Had a down day because I was worried about finances. Supposed to exchange contract this week or next week but only seeing solicitor in 2 days. I guess I left it too late as I was still hoping that H would come back. Silly me. I came to the conclusion that there isn't much I can do about it. I'll have a letter draft by solicitor to make it more official to H to sign. That I will probably will have to withhold exchanging contract for a while so H signs the paper. I know he'll not be happy but I can't be kicked out of the house, and I could just live in even if he only pays half the mortgage as his name is on it!
If I move house I don't really need his child maintenance ( he offers lower than what he gives to his eldest whereas we have two kids!). I can't even be angry with that!
He is happy to spend his time with two of his great friends ( only learnt about them about few years ago), who are in their early forties but never married, no children and both single! My H is hardly ever in touch with his old friends since he accused them of behaving wrongly (ie being cold, distant with him whilst the weekend before he was bragging to them about OW) with him the night I found out about his cheating! And in the evening he is with OW. He even told me that he'd taking one of his two mates away for a long weekend as a thank you for puting him up the last year!
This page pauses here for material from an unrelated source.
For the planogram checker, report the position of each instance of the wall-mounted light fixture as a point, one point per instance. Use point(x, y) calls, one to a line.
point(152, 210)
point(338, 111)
Funny thing is that H would never spend any money on me or finding good deals for the kids' birthdays, now he is spending a lot more on our kids: taking them to the cinema, nice little restaurants, doing fun things with him! He evn wants to take them abroad in summer whereas before he was saying he couldn't take some time of during summer. I'd take my kids to see back my parents but he used me going to see my family as one of the reason why he cheated because I was putting my family before us!
My parents called to say one of my auntie passed away, unfortunately because I was so low today I cried and started to feel sorry for myself! Now I have done it I'm feeling better but I'm at an age where I should be strong enough not to cry like a baby.
Thanks for allowing me to express how I felt today.